Figure 1.. Automated Atlas-Based Analyses for Diffusion Tensor Imaging (DTI) From Infants

A, The steps involved in matching the template to the final atlas are illustrated. After the affine transformation, the large deformation diffeomorphic metric mapping (LDDMM)^, was performed to match the new DTI to the neonatal atlas developed for infants,^, which is available at http://www.mristudio.org. The atlas parcellation map (PM) automatically segmented 122 brain regions, yielding diffusivity (mean, radial, and axial) and fractional anisotropy in each region. (Modified with permission from Deshpande et al.) B, Seven major fiber tracts and 4 subcortical regions were selected for the current analyses; the superior longitudinal fasciculus was not included owing to its slow development at this age. JHU indicates Johns Hopkins University.

Figure 2.. Developmental Trajectories of the Amiel-Tison Neurological Assessment at Term (ATNAT) and Diffusion Tensor Imaging Metrics in Superior Corona Radiata

A, ATNAT showing delayed active muscle tone and total scores in methamphetamine/tobacco-exposed infants compared with the other groups. B, Fiber tracts in bilateral superior corona radiata from a 1-month-old infant are shown in the axial and coronal views. C, Fractional anisotropy (FA) increases with age while diffusivities decrease with age in all groups. However, the developmental trajectory in the FA of methamphetamine/tobacco-exposed boys showed a slightly steeper trajectory than the other 2 groups at an earlier age but normalized at later postmenstrual age (PMA), with no group differences in the age-dependent changes among the female infants. Similarly, diffusivities in both the axial and radial directions, and hence mean diffusivity values, were also higher at baseline in the methamphetamine/tobacco-exposed boys compared with the other 2 groups of boys, but no group differences in diffusivities were observed in either direction in the girls. L indicates left; R, right.

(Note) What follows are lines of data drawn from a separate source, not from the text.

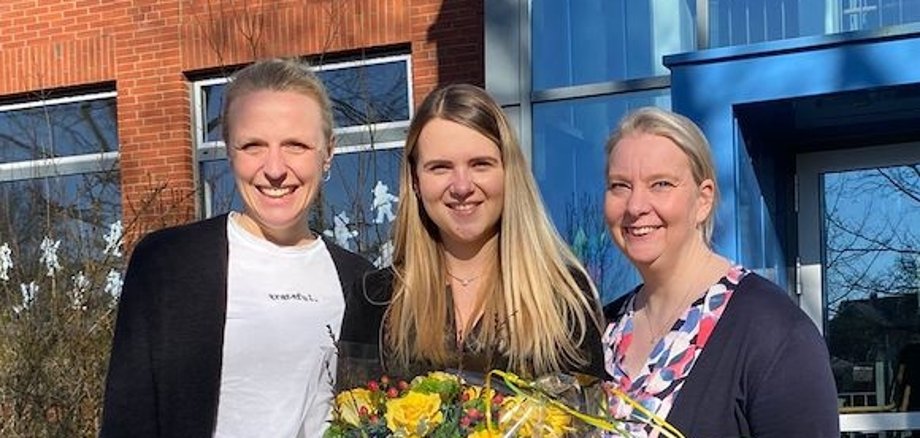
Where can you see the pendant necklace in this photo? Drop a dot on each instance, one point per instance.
(463, 281)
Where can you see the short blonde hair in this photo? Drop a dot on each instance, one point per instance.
(278, 75)
(686, 135)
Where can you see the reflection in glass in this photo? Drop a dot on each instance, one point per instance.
(58, 130)
(356, 206)
(579, 42)
(872, 282)
(75, 209)
(568, 163)
(752, 21)
(361, 95)
(367, 94)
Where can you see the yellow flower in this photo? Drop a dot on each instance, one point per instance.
(484, 433)
(350, 403)
(443, 377)
(530, 417)
(414, 415)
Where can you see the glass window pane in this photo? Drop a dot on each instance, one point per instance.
(360, 201)
(568, 163)
(872, 283)
(75, 209)
(212, 98)
(58, 130)
(352, 210)
(586, 41)
(361, 94)
(374, 93)
(751, 21)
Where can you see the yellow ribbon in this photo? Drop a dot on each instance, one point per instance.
(522, 387)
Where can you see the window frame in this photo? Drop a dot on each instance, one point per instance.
(214, 150)
(206, 151)
(59, 166)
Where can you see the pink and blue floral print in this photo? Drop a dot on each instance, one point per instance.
(672, 358)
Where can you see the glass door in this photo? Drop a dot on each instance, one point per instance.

Figure 3.. Developmental Trajectories of Diffusivities and Fractional Anisotropy (FA) in Anterior Corona Radiata (ACR) and Posterior Corona Radiata (PCR) Across Groups

Diffusivities decreased with age and FA increased with age across all groups in both fiber tracts. A, Fiber tracts in the PCR from a 1-month-old infant are shown in the axial and coronal views. B, In the PCR, the developmental trajectories of both the mean diffusivity and radial diffusivity in the methamphetamine/tobacco-exposed boys declined slower than those in the tobacco-exposed and unexposed boys, but the age-dependent changes in diffusivities are not significantly different across the groups in the girls. The male methamphetamine/tobacco-exposed infants also had higher mean and radial diffusivities than did male unexposed infants in the PCR (post hoc analysis of covariance, P = .05 for both measures). C, Fiber tracts in the ACR from a 1-month-old infant are shown in the axial and coronal views. D, In the ACR, the developmental trajectories of the FA in the 2 female stimulant-exposed groups remained lower than the FA in the unexposed girls across the age span, but the age-dependent changes in FA were not significantly different across the groups in the boys. PMA indicates postmenstrual age.